Details of the discussion were published by the presidency shortly after the meeting. They showed that neither PM Ponta nor Petrescu could say clearly how the government was going to make up the shortfall from the reduction of CAS.
Petrescu later defended her position, arguing that the reduction of CAS had been dragged into a political conflict, which was why she had not provided any information. She added that the International Monetary Fund had got these details one month earlier. The reduction of the CAS has not been given the go ahead by the IMF, which wanted to see the clear streamlines of revenue to compensate for any gap in revenues so that the public deficit does not widen.
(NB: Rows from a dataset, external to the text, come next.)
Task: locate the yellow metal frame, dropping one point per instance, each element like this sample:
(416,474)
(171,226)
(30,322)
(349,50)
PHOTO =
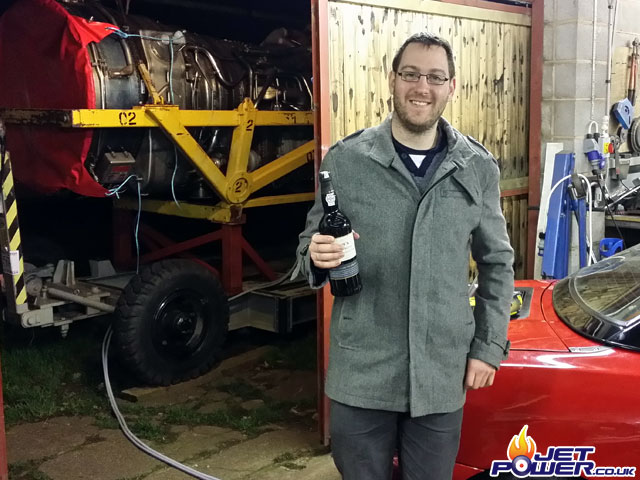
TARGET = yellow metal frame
(235,187)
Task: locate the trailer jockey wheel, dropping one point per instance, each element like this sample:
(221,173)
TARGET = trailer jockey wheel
(171,321)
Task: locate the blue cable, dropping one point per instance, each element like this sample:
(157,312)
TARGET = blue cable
(137,228)
(173,177)
(116,192)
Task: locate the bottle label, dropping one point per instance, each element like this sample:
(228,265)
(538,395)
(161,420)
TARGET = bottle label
(343,271)
(349,246)
(330,198)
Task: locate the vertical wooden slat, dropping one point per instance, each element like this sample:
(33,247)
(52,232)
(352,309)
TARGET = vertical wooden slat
(534,127)
(482,79)
(522,231)
(515,229)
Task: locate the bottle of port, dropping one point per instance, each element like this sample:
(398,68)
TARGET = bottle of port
(345,278)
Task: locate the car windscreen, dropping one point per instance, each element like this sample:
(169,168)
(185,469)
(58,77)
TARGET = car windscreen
(602,301)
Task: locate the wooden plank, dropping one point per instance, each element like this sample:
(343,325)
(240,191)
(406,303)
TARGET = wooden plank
(449,10)
(522,244)
(336,64)
(482,82)
(361,51)
(515,239)
(350,28)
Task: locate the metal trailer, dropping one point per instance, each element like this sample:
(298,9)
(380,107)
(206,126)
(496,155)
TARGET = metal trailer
(172,317)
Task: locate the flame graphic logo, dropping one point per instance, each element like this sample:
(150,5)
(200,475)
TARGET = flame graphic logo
(521,445)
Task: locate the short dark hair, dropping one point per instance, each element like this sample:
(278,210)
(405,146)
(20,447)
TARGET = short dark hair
(428,40)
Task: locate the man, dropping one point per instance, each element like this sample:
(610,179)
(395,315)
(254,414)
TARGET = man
(407,347)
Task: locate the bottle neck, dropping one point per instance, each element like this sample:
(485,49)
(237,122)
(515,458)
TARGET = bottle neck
(329,198)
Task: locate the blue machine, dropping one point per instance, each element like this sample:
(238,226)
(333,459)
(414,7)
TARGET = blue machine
(565,199)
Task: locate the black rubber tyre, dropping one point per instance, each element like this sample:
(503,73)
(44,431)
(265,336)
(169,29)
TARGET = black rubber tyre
(486,476)
(171,322)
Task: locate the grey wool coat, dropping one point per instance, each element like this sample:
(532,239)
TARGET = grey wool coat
(402,343)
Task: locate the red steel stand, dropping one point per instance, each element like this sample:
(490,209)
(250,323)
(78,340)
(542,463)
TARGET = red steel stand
(234,245)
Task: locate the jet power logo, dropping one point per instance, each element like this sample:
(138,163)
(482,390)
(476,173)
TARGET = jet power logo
(526,461)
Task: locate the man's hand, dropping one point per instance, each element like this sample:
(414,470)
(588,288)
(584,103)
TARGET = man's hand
(479,374)
(324,252)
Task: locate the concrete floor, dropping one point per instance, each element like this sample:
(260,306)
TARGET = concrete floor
(74,448)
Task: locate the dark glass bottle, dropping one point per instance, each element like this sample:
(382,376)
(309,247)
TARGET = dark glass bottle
(345,278)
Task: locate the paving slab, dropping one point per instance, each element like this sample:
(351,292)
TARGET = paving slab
(299,385)
(247,459)
(200,439)
(112,458)
(315,468)
(33,441)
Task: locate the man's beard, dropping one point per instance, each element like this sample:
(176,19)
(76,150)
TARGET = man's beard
(400,113)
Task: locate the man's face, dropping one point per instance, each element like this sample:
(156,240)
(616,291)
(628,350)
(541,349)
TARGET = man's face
(419,105)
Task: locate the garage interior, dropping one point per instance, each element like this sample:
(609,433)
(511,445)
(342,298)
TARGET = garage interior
(540,82)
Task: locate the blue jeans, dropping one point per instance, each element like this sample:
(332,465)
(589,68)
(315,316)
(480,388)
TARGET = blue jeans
(363,443)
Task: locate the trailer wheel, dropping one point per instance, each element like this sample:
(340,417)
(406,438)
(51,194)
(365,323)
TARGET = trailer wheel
(171,321)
Cutting the CAS would create an estimated loss of RON 850 million (EUR 191 million) in the last quarter of this year, assuming the measure is approved in October. Next year, it amounts to RON 4.8 billion (EUR 1 billion).
PM Ponta said that the reduction of CAS was covered from a purely accounting perspective through the additional revenue from the fuel excise, the special construction tax and higher collection of taxes from the approval of a new Insolvency Code.
The revenue from the EUR 0.7 fuel excise was initially supposed to go into a special fund for the development of roads and highways. The fuel excise has also hurt the sales of oil companies and subsequent revenues to the budget.
Azamat Zhangulov, senior vice-president of oil company KMG International, told BR in an interview earlier July that its sales had dropped 11 percent year-on-year in April because of the fuel excise.
Companies fear new tax hikes
Mihail Marcu, president of Romanian Business Leaders, an association promoting entrepreneurship in Romania, said the proposed reduction of CAS would be “the best economic measure undertaken in recent years.”
Meanwhile, Felix Patrascanu, managing director of delivery firm FAN Courier, argues that Romania’s labor tax burden is disproportionately higher compared to other taxes. He said that a lot of people in Romania work in the informal or black labor market, which disadvantages fair-dealing companies.
According to Romulus Badea, tax partner at tax consultancy Soter & Partners, this reduction alone will not shrink the informal labor market, adding that a whole package of measures would be needed, such as the lowering of caps on social security contributions. “You cannot have unlimited contributions and limited services,” Badea told BR.
Patrascanu said he had discussed with his business associates granting all employees a 5 percent raise, provided that the cut in CAS is passed. FAN Courier has around 2,700 employees in Romania, out of whom 1,200 are couriers.
“The bad part is that it has been overly politicized and this could hinder the chances of its application from October,” Patrascanu told BR. PM Ponta said the reduction could be rolled out next year if the president decides to challenge it at the Constitutional Court.
“In the sarabande of the increase of taxes (special construction tax, new fuel excises) the 5 percentage point reduction would have provided a breath of oxygen for companies,” said Patrascanu. “But I am afraid that all the potential gaps from the (e.n. reduction) of the CAS could bring other tax hikes.”
Dragos Anastasiu, president of Eurolines, the transport and tourism group, agreed and said that he would use the additional funds from the tax cut for development and investments.